Python and Salesforce

Today’s post is about, you guessed it, using Python and Salesforce together. Salesforce offers a few different REST API endpoints that allow us to interact with our org. They also offer a SOAP API, but we’re not going to use it today. In fact, we don’t need to worry about the endpoints at all. Thanks to a Python library called Simple-Salesforce.


We could do this all by hand with the built-in requests library. You would have to handle sessions, OAuth process and save tokens, deal with request headers, encoding and decoding JSON, creating configs to handle all the different endpoints, etc…

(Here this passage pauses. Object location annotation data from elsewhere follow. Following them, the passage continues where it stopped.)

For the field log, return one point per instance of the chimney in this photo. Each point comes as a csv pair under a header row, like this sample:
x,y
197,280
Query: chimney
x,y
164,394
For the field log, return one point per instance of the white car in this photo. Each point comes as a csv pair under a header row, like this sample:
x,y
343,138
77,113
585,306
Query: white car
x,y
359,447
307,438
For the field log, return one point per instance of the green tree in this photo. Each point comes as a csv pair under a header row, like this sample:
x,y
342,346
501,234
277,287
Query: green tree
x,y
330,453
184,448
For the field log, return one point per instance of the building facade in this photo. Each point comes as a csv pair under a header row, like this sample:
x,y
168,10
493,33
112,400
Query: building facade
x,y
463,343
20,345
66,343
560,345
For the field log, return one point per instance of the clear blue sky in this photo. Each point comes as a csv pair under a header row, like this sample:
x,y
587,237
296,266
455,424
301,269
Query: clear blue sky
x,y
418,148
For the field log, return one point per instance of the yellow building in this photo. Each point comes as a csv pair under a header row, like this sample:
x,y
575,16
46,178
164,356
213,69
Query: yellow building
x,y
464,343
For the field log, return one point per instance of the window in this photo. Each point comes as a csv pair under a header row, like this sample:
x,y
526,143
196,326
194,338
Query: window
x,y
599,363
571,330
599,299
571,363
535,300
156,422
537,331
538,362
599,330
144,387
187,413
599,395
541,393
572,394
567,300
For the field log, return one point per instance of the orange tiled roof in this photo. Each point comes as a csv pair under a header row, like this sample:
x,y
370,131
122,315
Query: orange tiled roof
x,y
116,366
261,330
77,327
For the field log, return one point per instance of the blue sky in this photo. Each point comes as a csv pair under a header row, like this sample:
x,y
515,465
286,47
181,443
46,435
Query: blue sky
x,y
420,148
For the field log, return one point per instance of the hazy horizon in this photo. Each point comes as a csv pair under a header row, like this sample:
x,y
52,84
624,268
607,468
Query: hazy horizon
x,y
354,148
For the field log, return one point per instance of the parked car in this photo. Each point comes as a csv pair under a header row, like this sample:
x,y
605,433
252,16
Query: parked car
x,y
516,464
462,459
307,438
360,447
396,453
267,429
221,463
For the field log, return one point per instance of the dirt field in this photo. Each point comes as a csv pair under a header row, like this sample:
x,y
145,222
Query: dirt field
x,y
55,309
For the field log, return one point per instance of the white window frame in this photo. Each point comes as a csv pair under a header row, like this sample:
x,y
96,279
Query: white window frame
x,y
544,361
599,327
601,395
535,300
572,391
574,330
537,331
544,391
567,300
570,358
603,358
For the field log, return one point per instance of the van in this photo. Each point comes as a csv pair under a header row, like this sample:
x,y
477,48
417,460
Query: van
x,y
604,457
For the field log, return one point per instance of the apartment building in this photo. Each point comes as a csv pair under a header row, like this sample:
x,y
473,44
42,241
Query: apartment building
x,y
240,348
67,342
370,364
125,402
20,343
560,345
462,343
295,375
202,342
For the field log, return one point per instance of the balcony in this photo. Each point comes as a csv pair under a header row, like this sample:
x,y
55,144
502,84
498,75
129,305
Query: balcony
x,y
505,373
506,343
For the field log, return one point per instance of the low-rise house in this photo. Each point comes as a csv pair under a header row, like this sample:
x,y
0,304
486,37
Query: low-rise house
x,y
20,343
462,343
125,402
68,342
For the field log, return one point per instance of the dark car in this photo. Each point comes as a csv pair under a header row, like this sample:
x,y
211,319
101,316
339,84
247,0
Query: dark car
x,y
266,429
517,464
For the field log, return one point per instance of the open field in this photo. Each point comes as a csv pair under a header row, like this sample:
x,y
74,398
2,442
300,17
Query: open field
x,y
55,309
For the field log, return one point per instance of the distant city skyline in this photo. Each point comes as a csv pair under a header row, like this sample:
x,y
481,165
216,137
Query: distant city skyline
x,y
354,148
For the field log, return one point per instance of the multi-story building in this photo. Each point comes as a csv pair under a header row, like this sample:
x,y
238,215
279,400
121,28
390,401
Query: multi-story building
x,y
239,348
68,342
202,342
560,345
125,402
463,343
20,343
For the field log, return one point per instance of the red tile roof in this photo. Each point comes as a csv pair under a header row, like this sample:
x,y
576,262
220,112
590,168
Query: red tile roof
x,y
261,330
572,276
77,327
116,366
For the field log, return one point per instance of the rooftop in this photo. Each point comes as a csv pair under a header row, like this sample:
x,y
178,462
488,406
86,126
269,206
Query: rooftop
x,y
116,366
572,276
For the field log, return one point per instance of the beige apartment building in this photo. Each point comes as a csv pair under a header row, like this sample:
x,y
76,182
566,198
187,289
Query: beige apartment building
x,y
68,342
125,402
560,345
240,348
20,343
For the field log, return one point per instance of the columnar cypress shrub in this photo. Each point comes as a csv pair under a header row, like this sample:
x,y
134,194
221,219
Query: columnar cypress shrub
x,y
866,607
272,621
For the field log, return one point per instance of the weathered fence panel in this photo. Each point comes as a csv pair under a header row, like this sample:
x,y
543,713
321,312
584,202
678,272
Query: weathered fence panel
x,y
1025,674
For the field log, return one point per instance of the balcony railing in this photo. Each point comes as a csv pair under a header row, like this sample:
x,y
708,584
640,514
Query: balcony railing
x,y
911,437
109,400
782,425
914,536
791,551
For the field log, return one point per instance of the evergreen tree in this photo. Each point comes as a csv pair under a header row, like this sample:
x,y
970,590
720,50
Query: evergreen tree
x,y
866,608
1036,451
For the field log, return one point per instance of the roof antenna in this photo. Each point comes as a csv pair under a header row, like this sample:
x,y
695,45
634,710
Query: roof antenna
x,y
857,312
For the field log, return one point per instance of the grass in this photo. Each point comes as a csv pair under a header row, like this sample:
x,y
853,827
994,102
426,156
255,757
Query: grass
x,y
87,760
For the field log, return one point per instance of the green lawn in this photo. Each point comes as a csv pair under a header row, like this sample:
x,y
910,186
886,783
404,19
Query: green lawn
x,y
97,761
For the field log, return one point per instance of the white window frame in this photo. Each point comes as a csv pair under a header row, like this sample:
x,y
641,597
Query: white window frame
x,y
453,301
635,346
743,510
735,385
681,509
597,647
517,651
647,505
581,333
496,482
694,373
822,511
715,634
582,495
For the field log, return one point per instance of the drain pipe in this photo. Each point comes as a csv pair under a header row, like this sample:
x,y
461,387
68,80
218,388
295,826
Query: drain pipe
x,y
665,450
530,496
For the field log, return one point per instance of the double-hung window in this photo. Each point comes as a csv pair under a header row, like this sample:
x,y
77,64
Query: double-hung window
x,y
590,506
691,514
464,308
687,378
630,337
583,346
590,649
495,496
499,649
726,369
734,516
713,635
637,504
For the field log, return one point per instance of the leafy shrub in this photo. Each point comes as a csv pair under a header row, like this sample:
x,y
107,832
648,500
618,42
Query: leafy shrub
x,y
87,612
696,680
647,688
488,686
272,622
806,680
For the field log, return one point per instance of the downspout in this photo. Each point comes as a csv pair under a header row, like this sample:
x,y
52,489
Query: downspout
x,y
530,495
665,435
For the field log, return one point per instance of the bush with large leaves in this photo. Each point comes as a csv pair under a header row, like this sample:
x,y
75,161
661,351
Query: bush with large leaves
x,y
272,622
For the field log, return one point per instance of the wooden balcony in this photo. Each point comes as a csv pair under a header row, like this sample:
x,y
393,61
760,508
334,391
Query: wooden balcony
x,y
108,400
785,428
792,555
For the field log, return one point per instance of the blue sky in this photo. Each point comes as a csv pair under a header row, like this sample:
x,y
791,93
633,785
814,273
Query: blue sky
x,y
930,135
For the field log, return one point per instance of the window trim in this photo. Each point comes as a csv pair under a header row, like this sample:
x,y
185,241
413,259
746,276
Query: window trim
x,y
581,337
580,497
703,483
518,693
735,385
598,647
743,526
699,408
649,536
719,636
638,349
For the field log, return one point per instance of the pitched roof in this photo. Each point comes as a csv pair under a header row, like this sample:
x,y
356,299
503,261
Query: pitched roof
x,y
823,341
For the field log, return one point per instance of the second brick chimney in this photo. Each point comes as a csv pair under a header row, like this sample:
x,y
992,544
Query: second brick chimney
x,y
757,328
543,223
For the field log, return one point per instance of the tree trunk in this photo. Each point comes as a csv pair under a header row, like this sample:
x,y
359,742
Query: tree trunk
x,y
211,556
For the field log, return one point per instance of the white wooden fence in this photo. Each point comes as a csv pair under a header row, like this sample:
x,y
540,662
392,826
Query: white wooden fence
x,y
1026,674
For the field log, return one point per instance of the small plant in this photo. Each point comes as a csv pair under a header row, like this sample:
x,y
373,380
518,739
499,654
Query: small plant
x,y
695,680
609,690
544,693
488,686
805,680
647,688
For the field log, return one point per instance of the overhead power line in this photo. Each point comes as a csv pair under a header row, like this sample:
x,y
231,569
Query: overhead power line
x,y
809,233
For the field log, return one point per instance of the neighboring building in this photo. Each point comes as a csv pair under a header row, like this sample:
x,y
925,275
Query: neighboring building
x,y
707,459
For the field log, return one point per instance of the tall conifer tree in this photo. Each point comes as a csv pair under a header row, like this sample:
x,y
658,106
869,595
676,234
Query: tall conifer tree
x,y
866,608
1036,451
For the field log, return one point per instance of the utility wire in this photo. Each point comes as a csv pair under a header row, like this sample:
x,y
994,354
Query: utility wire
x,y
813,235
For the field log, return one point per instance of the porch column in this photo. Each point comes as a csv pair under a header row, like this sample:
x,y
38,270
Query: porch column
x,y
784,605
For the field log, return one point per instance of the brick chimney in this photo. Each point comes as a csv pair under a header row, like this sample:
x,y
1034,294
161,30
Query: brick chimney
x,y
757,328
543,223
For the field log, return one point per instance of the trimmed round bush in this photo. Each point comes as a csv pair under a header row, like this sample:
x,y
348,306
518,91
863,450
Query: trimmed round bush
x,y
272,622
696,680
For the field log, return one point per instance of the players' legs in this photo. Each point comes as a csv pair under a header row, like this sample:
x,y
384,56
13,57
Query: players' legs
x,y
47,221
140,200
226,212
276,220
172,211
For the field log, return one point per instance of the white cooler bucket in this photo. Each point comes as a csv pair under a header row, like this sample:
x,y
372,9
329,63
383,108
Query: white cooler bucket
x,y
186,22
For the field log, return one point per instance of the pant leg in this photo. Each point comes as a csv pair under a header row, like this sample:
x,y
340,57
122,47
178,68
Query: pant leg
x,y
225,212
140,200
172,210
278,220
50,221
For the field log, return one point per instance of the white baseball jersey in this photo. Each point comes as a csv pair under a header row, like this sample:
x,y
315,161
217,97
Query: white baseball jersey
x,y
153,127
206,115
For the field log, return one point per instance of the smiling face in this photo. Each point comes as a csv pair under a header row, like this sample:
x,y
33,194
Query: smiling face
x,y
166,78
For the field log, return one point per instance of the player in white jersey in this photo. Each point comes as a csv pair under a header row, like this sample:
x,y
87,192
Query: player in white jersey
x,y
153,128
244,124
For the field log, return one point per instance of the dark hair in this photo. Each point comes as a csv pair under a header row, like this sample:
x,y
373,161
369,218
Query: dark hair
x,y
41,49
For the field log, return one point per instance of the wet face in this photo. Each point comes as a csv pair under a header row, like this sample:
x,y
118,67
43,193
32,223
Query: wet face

Simple-Salesforce Python Library

This is where the wonderful world of open source software comes to the rescue. A man named Nick Catalano created a library called simple-salesforce. From what I understand, he isn’t actively developing it anymore, but due to open source, the community has picked up adding features. It has about 50 contributors as of July 8, 2020. The lib is being actively developed, with new features added like bulk API support and formatted SOQL queries!



With a bit of the background out of the way, let’s start digging into the library and see what we can do with it. First, no better way to explain what simple-salesforce is than to quote the README itself:


Simple Salesforce is a basic REST API client built for Python 3.3, 3.4, 3.5, and 3.6. The goal is to provide a very low-level interface to the REST Resource and APEX API, returning a dictionary of the API JSON response.

Simple Salesforce


In plain text this quote means Python 3.x is supported, REST requests are handled for us, and the data we want comes back as a native Python data type. Great! Just what we want.


Login Information


First up, we’ll need a few things from Salesforce. Three things to be exact. Our username (email), password, and security token. The username and password should be pretty easy to find in your profile settings in your Salesforce org, but where do we find the security token? We don’t really see it, rather we’ll need to reset it.










After clicking “Reset Security Token” , you should be sent an email containing your new token. Save this, we’ll need it in the next steps. That’s all we need from Salesforce to get up and running. Now that we have that, let’s start building our Python script and start playing with our org.


pip and pipenv

But first, a quick word about PIP. While working on this example, there was an update to simple-salesforce lib. Github has the current version and we need the format_soql method from it. But pip (PyPi) hasn’t been updated with the new version as of yet, July 2 2020. So, we’ll need to install it via it’s repo on Github.


pipenv install -e git+

If you are using the demo repo I built, we won’t need to worry about the requirements or dependencies if using pipenv. The demo has a Pipfile that’s pulling from the repo already thanks to the magic of pipenv.

The code

Now, let’s write some code. First up, we’ll bring in the libs we’re going to use. The only one that is not part of the standard lib is simple-salesforce:

from simple_salesforce import Salesforce, format_soql

from pprint import pprint
import json

Simple enough, import simple-salesforce, pprint (pretty print), and json. pprint is only used to make the terminal output look better, so it’s not needed for the core examples. json is used to get the credentials from a .json file, which is what we’ll do next.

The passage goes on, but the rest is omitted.